After all, just think about Mobutu Sese Seko, the Congo's latter-day Leopold — the monster in a leopard-skin hat who ruled Zaire (largely what used to be the Congo Free State and is today the Democratic Republic of Congo) for more than 30 years (1965-97). During that time, he bankrupted his country, stole billions of dollars for himself and murdered hundreds of thousands of Congolese.

Surely, we cannot blame Mobutu's murderous rule on racism. Was he crazy? Probably not, and besides, what are the odds that so many allegedly crazy people would rise to and then successfully cling to power for decades despite their awful rule?

As it turns out, Leopold, despicable as he was, did what worked best for him in the politically unconstrained environment of the Congo — and he did what worked best for him in the constitutionally limiting environment in Belgium.
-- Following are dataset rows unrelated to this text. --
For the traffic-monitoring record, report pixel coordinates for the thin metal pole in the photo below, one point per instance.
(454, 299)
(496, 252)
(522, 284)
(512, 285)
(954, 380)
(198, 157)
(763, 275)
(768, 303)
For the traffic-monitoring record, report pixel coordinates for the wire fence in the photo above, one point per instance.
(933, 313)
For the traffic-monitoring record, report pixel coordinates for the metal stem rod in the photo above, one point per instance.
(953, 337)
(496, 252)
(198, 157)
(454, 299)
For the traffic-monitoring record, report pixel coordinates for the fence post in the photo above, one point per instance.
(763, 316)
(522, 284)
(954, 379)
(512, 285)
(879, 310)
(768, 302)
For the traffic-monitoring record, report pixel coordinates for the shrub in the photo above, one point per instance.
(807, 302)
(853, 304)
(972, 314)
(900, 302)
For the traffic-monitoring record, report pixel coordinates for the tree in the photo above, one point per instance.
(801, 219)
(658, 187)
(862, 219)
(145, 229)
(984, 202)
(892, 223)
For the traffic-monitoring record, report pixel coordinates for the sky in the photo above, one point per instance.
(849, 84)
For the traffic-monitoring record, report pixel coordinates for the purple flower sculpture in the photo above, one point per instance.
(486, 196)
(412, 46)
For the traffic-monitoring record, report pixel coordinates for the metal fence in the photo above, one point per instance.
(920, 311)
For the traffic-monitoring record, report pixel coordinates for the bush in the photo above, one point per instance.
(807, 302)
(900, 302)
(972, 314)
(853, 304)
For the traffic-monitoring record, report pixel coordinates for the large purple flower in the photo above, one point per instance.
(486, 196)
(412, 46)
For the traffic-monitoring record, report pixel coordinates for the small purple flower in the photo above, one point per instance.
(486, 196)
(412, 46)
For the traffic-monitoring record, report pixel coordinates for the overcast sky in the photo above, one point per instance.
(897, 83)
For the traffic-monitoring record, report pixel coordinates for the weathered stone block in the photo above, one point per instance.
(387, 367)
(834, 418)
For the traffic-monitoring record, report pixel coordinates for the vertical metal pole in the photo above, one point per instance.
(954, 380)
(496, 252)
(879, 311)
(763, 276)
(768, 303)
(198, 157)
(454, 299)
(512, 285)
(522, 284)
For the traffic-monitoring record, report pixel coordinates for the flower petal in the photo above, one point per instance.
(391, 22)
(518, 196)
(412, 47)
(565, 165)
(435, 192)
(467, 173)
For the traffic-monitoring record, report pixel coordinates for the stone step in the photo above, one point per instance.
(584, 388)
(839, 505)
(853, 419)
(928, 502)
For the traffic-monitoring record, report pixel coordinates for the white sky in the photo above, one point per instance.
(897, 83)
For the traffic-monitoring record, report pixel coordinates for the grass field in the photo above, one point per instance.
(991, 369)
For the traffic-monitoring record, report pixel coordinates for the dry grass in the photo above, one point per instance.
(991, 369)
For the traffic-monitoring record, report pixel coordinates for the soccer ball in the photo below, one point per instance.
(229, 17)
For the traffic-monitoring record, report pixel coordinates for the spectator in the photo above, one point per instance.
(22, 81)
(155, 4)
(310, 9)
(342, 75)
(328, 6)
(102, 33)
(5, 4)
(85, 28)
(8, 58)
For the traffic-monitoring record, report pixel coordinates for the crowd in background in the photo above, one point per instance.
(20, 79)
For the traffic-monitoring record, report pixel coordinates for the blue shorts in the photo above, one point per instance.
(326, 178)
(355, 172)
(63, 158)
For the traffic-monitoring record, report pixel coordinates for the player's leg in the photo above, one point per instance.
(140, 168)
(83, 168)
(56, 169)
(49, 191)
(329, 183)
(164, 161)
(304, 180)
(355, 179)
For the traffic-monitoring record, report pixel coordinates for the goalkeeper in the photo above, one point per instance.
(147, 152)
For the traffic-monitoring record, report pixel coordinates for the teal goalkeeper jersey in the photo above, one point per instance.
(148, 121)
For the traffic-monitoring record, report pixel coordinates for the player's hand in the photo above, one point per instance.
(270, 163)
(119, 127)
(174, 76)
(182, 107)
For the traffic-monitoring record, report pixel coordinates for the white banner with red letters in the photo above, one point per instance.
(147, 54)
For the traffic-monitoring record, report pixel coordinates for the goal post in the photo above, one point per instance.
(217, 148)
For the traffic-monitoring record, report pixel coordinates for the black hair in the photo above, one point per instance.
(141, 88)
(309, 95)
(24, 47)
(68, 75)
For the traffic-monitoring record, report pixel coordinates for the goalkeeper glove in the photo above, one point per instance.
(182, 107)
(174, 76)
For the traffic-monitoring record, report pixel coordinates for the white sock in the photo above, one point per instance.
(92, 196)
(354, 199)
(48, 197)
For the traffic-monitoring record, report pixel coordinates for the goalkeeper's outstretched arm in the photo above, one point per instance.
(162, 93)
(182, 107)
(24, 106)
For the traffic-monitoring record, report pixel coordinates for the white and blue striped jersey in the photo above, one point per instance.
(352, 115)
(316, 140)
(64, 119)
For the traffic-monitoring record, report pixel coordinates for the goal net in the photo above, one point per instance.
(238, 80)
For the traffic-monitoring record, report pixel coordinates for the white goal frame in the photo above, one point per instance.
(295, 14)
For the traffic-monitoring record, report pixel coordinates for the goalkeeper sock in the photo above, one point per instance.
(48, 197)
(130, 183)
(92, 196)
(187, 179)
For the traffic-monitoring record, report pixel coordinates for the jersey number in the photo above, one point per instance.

The difference between doing a good job and doing a lousy job is driven by how many people a leader has to keep happy.

So the explanation for Leopold, the Builder King, and Leopold, the Monster, begins to fall into place. When rulers need the support of many — as was Leopold's situation in Belgium — the best way to rule is by creating good policies.

When leaders rely only on a few to stay in control — as was the case for Leopold in the Congo — their best bet is to make the few fat and happy, even if that means making everyone else miserable.